The pictures more than reward a click.
And if this project seems more than a little monkish, well, a wine seems appropriate:
Long Now’s eponymous red wine by the Pelissero winery was recently reviewed by Robert Parker’s Wine Advocate. … The labels are printed with archival inks on acid free paper and the corks are flame marked “Long Now”.
[Photo: Laughing Squid]
“Conventional clocks with hands are boring,” says inventor John Taylor. Much more interesting to build a four-foot-wide mechanical timepiece that has no hands or numbers, uses blue lights flashing through slits to tell the time, and is accurate only once in five minutes. Watch it work in a short video narrated by Taylor.

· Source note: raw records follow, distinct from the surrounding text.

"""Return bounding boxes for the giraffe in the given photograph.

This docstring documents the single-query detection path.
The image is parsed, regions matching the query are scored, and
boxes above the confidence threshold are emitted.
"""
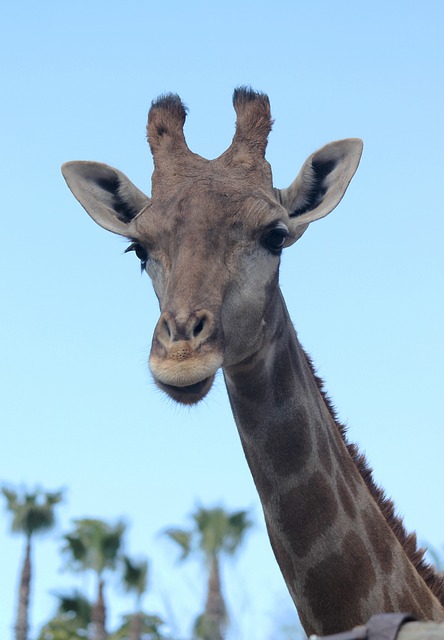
[62,87,444,634]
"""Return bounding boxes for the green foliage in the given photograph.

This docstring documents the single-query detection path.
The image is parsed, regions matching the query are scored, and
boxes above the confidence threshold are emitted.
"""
[37,591,92,640]
[63,518,126,576]
[166,507,252,562]
[2,487,63,538]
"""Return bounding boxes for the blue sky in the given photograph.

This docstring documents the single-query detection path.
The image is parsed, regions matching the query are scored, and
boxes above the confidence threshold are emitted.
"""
[0,0,444,640]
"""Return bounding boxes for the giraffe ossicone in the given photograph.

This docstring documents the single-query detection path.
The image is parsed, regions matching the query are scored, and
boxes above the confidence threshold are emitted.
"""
[62,88,444,634]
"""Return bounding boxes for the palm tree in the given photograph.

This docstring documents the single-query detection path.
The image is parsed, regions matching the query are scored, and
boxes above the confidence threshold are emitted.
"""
[123,556,148,640]
[2,487,63,640]
[63,518,125,640]
[37,591,92,640]
[166,507,252,640]
[110,613,168,640]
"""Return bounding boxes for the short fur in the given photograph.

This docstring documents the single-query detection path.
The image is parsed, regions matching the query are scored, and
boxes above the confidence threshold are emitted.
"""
[304,352,444,605]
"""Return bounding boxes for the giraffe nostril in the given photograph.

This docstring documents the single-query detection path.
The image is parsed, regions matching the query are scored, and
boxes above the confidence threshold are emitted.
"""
[193,318,205,338]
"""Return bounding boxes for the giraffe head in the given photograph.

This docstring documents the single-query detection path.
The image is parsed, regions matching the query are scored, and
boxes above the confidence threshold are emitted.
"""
[62,88,362,404]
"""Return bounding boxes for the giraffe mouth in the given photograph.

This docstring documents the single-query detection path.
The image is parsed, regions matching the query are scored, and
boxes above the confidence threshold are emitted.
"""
[155,375,214,405]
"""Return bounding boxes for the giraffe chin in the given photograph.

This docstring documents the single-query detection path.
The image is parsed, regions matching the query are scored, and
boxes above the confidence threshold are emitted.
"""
[155,375,214,405]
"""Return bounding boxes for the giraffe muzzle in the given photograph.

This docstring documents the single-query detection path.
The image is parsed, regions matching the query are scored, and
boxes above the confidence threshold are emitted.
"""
[149,309,223,404]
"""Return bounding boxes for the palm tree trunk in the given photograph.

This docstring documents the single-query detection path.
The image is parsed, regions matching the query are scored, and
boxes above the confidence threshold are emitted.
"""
[91,578,108,640]
[15,536,31,640]
[129,608,143,640]
[204,556,227,640]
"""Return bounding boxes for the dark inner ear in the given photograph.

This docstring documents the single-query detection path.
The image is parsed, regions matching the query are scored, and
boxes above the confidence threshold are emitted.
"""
[96,173,139,223]
[290,157,337,218]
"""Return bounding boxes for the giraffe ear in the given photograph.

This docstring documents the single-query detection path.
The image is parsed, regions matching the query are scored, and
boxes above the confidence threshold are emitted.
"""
[279,138,363,244]
[62,161,151,237]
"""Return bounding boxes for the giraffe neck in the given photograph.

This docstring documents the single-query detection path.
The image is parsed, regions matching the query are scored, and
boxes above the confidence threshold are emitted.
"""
[224,291,444,634]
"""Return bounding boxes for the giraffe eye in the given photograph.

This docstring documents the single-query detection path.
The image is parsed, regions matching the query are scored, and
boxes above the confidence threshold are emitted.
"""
[262,226,288,255]
[125,242,148,271]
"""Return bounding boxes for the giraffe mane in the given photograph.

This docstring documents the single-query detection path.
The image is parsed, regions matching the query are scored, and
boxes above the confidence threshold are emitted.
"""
[304,351,444,605]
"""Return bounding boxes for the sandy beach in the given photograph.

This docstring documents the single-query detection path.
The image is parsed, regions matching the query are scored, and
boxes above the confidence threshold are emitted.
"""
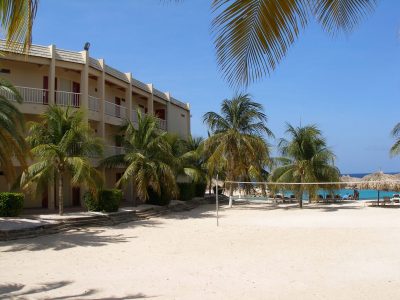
[0,204,400,299]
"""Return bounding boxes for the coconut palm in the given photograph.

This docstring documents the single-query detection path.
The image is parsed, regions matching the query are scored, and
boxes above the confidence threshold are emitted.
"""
[101,112,177,201]
[203,94,273,194]
[167,134,206,182]
[0,0,39,51]
[21,106,102,215]
[390,123,400,156]
[271,124,340,207]
[0,78,28,182]
[212,0,378,86]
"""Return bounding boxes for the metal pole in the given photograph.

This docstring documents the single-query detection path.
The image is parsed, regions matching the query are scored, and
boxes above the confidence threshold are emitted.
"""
[215,174,219,226]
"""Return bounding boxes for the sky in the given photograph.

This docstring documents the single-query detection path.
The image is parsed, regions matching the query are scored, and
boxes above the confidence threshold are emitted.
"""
[33,0,400,174]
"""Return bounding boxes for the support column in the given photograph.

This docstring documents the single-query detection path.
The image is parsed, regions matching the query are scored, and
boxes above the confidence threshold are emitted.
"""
[186,103,192,138]
[147,83,154,115]
[125,73,132,121]
[48,45,56,105]
[80,50,89,121]
[97,59,106,140]
[165,93,172,132]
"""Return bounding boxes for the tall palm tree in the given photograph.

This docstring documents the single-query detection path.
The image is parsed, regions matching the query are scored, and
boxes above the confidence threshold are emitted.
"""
[0,0,39,51]
[203,94,273,194]
[271,124,340,207]
[167,134,206,182]
[21,106,102,215]
[101,112,177,201]
[390,123,400,156]
[212,0,378,87]
[0,78,28,182]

He based the clock on a design by longitude pioneer John Harrison, who was calibrating the one he built himself when he died in 1776. The ominous grasshopper sculpture atop the face is a tribute to another Harrison invention, the “grasshopper escapement” that releases a clock’s gears with each swing of the pendulum. The “Chronophage” (time-eater) was unveiled at Cambridge by Stephen Hawking, in a ceremony that ran 14 minutes and 55 seconds late. Taylor says:
“I … wanted to depict that time is a destroyer – once a minute is gone you can’t get it back …. That’s why my grasshopper is not a Disney character. He is a ferocious beast that over the seconds has his tongue lolling out, his jaws opening, then on the 59th second he gulps down time.”
[Hawking unveils the chronophage by rubberpaw]
Past Futurismic contributor Jay Lake has just published “Mainspring,” a novel about the gears of the universe, the Archangel Gabriel, and a clockmaker’s apprentice. I haven’t read it yet, but knowing Jay’s penchant for the inventive and his storyteller’s intuition, I’m sure I’ll like it. If you’ve read it, let us know what you think in the comments. [boingboing]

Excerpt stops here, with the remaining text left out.